For a more formal proof ('formal' means 'using algebra'), a proof by induction seems a good way to go. Here it is.

INDUCTION PROOF. STEP 1: With $k$ as our working variable,

$k = 1$ gives $1 = \left(\frac{1+k}{2}\right)^2 = \left(\frac{1+1}{2}\right)^2 = 1^2 = 1$. Good!

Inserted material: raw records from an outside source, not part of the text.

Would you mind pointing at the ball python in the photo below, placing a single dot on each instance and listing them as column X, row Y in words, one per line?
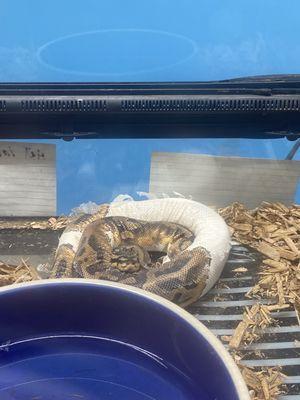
column 114, row 244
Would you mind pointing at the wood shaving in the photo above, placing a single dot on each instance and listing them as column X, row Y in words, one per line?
column 28, row 223
column 10, row 274
column 274, row 231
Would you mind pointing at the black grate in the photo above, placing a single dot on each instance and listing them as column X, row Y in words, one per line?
column 202, row 105
column 63, row 105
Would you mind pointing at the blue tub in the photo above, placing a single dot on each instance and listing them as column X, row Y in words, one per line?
column 95, row 340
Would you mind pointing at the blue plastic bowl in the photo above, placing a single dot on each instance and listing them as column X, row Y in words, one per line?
column 96, row 340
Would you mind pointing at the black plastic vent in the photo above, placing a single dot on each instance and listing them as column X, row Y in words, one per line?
column 2, row 105
column 63, row 105
column 195, row 105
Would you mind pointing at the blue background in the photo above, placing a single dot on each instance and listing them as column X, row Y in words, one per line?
column 157, row 40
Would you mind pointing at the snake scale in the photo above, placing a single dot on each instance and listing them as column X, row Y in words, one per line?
column 115, row 242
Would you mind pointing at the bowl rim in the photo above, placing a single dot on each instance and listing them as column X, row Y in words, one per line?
column 214, row 342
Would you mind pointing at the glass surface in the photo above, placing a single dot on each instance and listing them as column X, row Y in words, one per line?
column 147, row 41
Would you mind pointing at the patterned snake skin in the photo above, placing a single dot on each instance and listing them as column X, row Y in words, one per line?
column 116, row 248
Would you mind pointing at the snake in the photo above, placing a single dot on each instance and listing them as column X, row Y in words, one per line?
column 117, row 241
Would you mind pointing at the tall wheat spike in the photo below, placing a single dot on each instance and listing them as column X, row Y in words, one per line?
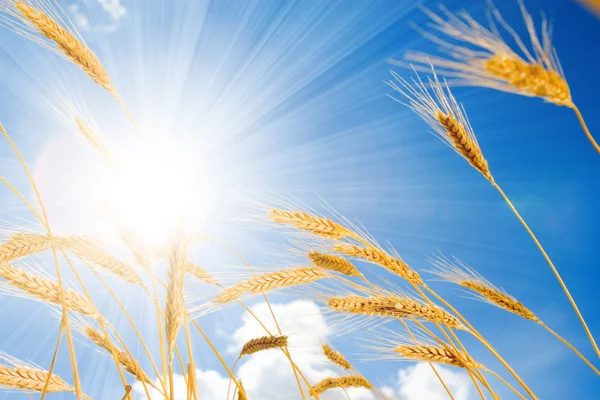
column 379, row 257
column 23, row 244
column 46, row 290
column 336, row 357
column 68, row 44
column 130, row 364
column 175, row 305
column 341, row 382
column 479, row 56
column 445, row 116
column 90, row 250
column 437, row 354
column 32, row 379
column 272, row 281
column 263, row 343
column 320, row 226
column 333, row 263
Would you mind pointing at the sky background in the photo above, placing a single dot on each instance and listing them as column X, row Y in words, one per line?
column 287, row 99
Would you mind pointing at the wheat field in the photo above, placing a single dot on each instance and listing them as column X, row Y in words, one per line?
column 192, row 234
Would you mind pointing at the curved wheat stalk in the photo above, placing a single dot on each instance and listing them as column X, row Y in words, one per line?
column 526, row 70
column 333, row 263
column 32, row 379
column 271, row 281
column 73, row 48
column 263, row 343
column 341, row 382
column 379, row 257
column 320, row 226
column 336, row 357
column 130, row 364
column 46, row 290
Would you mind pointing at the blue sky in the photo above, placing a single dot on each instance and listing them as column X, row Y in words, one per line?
column 289, row 97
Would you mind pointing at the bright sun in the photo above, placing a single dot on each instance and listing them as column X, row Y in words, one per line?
column 152, row 191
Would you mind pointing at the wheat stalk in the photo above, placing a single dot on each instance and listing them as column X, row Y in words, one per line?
column 69, row 45
column 394, row 307
column 200, row 273
column 175, row 304
column 263, row 343
column 272, row 281
column 129, row 363
column 95, row 139
column 316, row 225
column 46, row 290
column 23, row 244
column 443, row 355
column 32, row 379
column 90, row 250
column 333, row 263
column 341, row 382
column 436, row 105
column 336, row 357
column 379, row 257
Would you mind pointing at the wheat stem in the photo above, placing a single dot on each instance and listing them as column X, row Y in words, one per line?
column 554, row 270
column 584, row 127
column 72, row 356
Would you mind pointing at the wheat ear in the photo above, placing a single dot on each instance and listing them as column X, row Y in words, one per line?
column 443, row 355
column 341, row 382
column 336, row 357
column 70, row 46
column 175, row 304
column 32, row 379
column 263, row 343
column 271, row 281
column 46, row 290
column 200, row 273
column 379, row 257
column 333, row 263
column 90, row 250
column 23, row 244
column 320, row 226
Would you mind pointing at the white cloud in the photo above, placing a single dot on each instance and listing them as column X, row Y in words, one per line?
column 418, row 382
column 267, row 375
column 114, row 8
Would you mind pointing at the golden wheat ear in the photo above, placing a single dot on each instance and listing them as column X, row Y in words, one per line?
column 436, row 105
column 264, row 343
column 15, row 374
column 66, row 40
column 341, row 382
column 479, row 56
column 458, row 272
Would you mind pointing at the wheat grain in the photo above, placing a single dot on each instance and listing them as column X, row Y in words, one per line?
column 46, row 290
column 527, row 70
column 438, row 107
column 175, row 304
column 200, row 273
column 333, row 263
column 70, row 46
column 90, row 250
column 336, row 357
column 31, row 379
column 461, row 274
column 341, row 382
column 263, row 343
column 272, row 281
column 95, row 139
column 381, row 258
column 443, row 355
column 316, row 225
column 130, row 364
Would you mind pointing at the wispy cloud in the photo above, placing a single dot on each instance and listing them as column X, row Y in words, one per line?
column 268, row 376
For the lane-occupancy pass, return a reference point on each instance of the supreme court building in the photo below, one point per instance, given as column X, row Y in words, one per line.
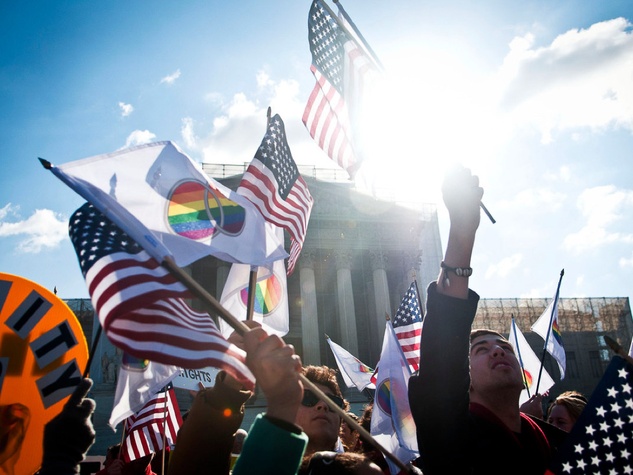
column 358, row 260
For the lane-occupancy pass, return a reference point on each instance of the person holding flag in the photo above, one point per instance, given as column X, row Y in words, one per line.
column 467, row 416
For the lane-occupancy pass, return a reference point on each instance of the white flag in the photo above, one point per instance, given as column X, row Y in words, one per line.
column 392, row 424
column 355, row 373
column 530, row 364
column 138, row 382
column 270, row 306
column 553, row 342
column 157, row 187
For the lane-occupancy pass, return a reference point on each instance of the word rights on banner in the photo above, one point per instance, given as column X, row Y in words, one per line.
column 192, row 378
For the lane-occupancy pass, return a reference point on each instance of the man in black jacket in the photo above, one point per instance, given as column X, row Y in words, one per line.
column 467, row 416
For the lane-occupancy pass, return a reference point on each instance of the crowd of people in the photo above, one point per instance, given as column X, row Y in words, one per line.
column 464, row 398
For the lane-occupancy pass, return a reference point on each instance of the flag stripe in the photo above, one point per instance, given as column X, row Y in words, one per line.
column 341, row 68
column 140, row 304
column 145, row 429
column 273, row 184
column 407, row 325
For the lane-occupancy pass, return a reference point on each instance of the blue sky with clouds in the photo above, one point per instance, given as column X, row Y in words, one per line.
column 535, row 96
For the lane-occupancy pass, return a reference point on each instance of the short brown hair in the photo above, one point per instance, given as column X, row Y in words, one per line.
column 573, row 401
column 323, row 375
column 477, row 332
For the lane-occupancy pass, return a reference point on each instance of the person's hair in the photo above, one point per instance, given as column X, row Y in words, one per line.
column 573, row 401
column 353, row 416
column 323, row 375
column 333, row 463
column 113, row 451
column 477, row 332
column 365, row 418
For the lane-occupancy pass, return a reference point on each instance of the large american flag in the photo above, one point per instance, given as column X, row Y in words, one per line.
column 273, row 183
column 341, row 69
column 144, row 430
column 601, row 441
column 140, row 305
column 407, row 325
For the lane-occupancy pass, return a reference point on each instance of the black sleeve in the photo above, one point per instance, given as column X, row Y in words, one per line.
column 438, row 393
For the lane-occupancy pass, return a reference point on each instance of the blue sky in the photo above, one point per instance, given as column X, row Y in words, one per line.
column 535, row 96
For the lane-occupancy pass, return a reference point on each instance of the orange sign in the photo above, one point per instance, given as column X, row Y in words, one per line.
column 43, row 354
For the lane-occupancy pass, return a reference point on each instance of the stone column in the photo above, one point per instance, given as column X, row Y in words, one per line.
column 309, row 315
column 347, row 313
column 379, row 261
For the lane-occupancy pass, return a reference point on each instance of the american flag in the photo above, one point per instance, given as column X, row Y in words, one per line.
column 273, row 184
column 144, row 430
column 140, row 305
column 408, row 326
column 601, row 441
column 341, row 69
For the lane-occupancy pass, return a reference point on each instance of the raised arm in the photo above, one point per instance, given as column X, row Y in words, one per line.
column 462, row 195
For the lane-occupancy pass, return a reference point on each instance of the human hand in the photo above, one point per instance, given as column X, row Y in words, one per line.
column 462, row 197
column 14, row 422
column 116, row 467
column 69, row 435
column 276, row 368
column 534, row 406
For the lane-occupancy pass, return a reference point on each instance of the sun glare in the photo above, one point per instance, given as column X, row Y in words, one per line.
column 429, row 117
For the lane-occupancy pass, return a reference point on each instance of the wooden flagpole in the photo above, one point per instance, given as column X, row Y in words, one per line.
column 164, row 432
column 252, row 280
column 252, row 289
column 214, row 307
column 356, row 31
column 516, row 342
column 93, row 349
column 549, row 328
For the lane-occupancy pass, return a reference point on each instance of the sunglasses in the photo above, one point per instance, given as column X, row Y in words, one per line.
column 310, row 399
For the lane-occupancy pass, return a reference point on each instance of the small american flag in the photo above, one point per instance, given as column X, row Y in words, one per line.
column 144, row 430
column 273, row 184
column 408, row 326
column 601, row 441
column 341, row 69
column 140, row 305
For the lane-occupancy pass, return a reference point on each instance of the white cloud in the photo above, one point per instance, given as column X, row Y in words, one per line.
column 237, row 132
column 139, row 137
column 626, row 262
column 563, row 174
column 583, row 79
column 504, row 267
column 7, row 210
column 542, row 198
column 126, row 109
column 187, row 133
column 604, row 207
column 43, row 229
column 171, row 79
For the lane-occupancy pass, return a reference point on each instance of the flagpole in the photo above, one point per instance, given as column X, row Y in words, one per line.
column 252, row 289
column 93, row 350
column 617, row 348
column 417, row 290
column 164, row 432
column 516, row 343
column 357, row 32
column 549, row 328
column 213, row 306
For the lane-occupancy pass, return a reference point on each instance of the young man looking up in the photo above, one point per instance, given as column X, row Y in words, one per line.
column 467, row 417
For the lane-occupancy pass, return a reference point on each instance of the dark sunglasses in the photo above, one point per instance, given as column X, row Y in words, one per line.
column 310, row 399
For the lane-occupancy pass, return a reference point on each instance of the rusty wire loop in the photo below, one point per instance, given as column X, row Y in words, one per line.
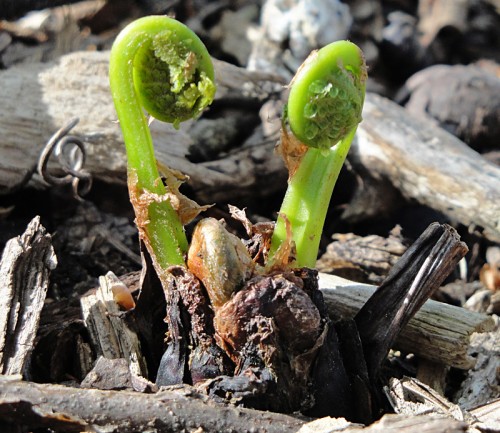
column 70, row 153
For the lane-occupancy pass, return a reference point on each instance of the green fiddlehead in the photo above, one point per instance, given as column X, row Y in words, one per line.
column 323, row 111
column 159, row 65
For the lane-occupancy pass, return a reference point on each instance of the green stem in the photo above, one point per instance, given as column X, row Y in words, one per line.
column 307, row 199
column 323, row 112
column 134, row 83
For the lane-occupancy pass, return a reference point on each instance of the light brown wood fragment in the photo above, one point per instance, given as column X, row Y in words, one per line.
column 24, row 269
column 111, row 335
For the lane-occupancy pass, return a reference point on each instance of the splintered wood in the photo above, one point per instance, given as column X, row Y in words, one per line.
column 438, row 332
column 25, row 267
column 112, row 336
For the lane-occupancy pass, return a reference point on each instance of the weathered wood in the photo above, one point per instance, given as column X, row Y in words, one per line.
column 426, row 164
column 179, row 409
column 410, row 283
column 112, row 337
column 393, row 150
column 170, row 410
column 481, row 384
column 365, row 259
column 439, row 332
column 41, row 98
column 24, row 269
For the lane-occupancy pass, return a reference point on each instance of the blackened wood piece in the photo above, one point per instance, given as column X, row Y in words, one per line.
column 191, row 355
column 73, row 409
column 354, row 361
column 410, row 283
column 25, row 268
column 330, row 383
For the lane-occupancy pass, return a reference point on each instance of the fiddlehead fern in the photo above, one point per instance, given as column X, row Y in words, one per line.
column 159, row 65
column 323, row 111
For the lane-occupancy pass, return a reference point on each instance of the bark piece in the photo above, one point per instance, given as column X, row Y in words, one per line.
column 426, row 164
column 419, row 272
column 25, row 268
column 182, row 409
column 439, row 332
column 481, row 384
column 36, row 105
column 62, row 348
column 409, row 396
column 365, row 259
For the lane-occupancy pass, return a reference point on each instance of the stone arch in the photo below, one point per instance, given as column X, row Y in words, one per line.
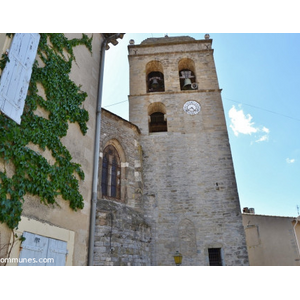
column 187, row 71
column 155, row 77
column 121, row 195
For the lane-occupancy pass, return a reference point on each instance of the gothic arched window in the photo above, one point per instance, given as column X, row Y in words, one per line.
column 111, row 173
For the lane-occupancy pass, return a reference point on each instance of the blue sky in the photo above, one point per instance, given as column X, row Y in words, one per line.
column 260, row 80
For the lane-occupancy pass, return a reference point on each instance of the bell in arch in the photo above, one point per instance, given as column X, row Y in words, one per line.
column 154, row 83
column 187, row 84
column 186, row 75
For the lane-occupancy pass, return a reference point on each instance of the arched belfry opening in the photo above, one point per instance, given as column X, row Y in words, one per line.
column 157, row 117
column 187, row 76
column 155, row 77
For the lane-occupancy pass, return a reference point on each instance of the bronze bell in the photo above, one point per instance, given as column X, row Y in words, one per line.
column 154, row 83
column 187, row 84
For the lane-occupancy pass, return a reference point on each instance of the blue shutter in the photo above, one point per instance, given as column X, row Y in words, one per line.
column 16, row 74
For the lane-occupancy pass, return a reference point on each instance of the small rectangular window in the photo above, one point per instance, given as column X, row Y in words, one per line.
column 215, row 258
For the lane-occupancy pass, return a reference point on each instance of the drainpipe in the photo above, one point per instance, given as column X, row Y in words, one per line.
column 297, row 220
column 111, row 39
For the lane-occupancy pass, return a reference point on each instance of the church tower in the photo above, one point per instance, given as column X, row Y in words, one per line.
column 190, row 192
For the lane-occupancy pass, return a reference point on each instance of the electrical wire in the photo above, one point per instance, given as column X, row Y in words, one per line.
column 114, row 104
column 267, row 110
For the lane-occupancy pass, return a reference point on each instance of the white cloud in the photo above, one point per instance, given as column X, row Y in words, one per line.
column 242, row 124
column 290, row 160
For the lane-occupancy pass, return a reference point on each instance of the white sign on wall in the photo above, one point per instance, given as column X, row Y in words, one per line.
column 16, row 75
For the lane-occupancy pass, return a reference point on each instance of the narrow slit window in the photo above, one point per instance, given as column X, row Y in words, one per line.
column 111, row 173
column 215, row 258
column 157, row 122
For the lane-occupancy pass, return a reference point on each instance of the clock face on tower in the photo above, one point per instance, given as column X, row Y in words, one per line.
column 191, row 107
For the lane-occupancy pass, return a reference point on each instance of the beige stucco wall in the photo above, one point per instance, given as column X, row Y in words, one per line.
column 85, row 73
column 271, row 240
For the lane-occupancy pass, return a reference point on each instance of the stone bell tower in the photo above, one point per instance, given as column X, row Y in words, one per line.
column 190, row 192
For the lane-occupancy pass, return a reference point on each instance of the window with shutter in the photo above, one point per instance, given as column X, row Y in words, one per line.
column 16, row 75
column 38, row 250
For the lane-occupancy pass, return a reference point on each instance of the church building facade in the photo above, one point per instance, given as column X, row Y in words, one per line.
column 166, row 176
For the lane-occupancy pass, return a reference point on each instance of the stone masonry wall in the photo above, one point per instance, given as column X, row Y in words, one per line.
column 190, row 192
column 122, row 234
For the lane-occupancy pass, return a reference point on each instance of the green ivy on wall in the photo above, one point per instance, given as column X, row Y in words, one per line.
column 32, row 173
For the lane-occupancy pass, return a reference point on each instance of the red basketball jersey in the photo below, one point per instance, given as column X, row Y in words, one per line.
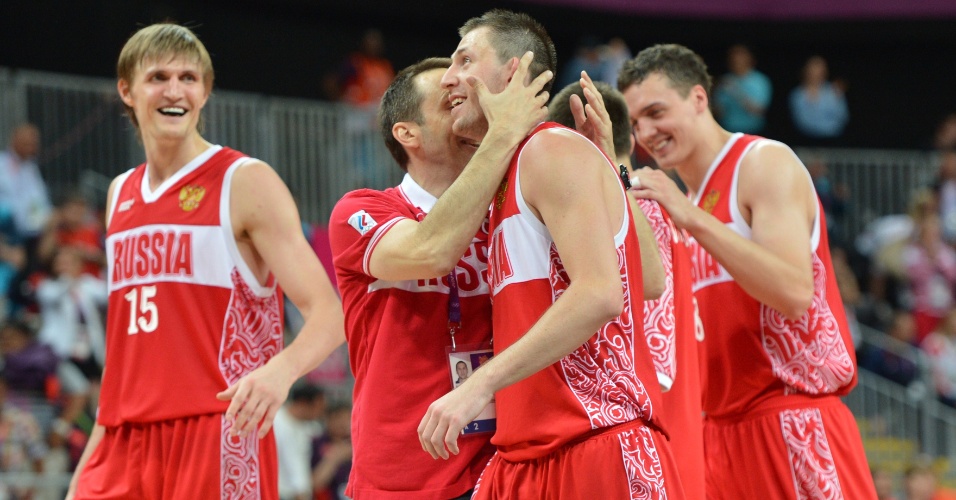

INDUCTION PROOF. STEP 2: Now we assume that our conjecture is true for an arbitrary value of $k$, and see if it's true for $k + 1$. We want to get $\left(\frac{1 + (k + 2)}{2}\right)^2.$

We assume that $1 + 3 + 5 + ... + k = \left(\frac{1+k}{2}\right)^2.$

And we work with $1 + 3 + 5 + ... + k + (k + 2)$.

\begin{aligned} 1 + 3 + 5 + ... + k + (k + 2) &=& (\frac{1+k}{2})^2 + k + 2 \\ &=& \frac{1 + 2k + k^2}{4} + k + 2 \\ &=& \frac{1 + 2k + k^2 + 4k + 8}{4} \\ &=& \frac{k^2 + 6k + 9}{4} \\ &=& \frac{(k + 3)^2}{4} \\ &=& \left(\frac{1 + (k + 2)}{2}\right)^2. \end{aligned}

Bingo! Thus $1 + 3 + 5 + ... + n = (\frac{1+n}{2})^2.$

(In teaching induction, some use the analogy of climbing a ladder with an infinite number of rungs. If you can get onto the first rung, and if you know that no matter what rung you're on you can get to the next one, then you can climb the ladder.)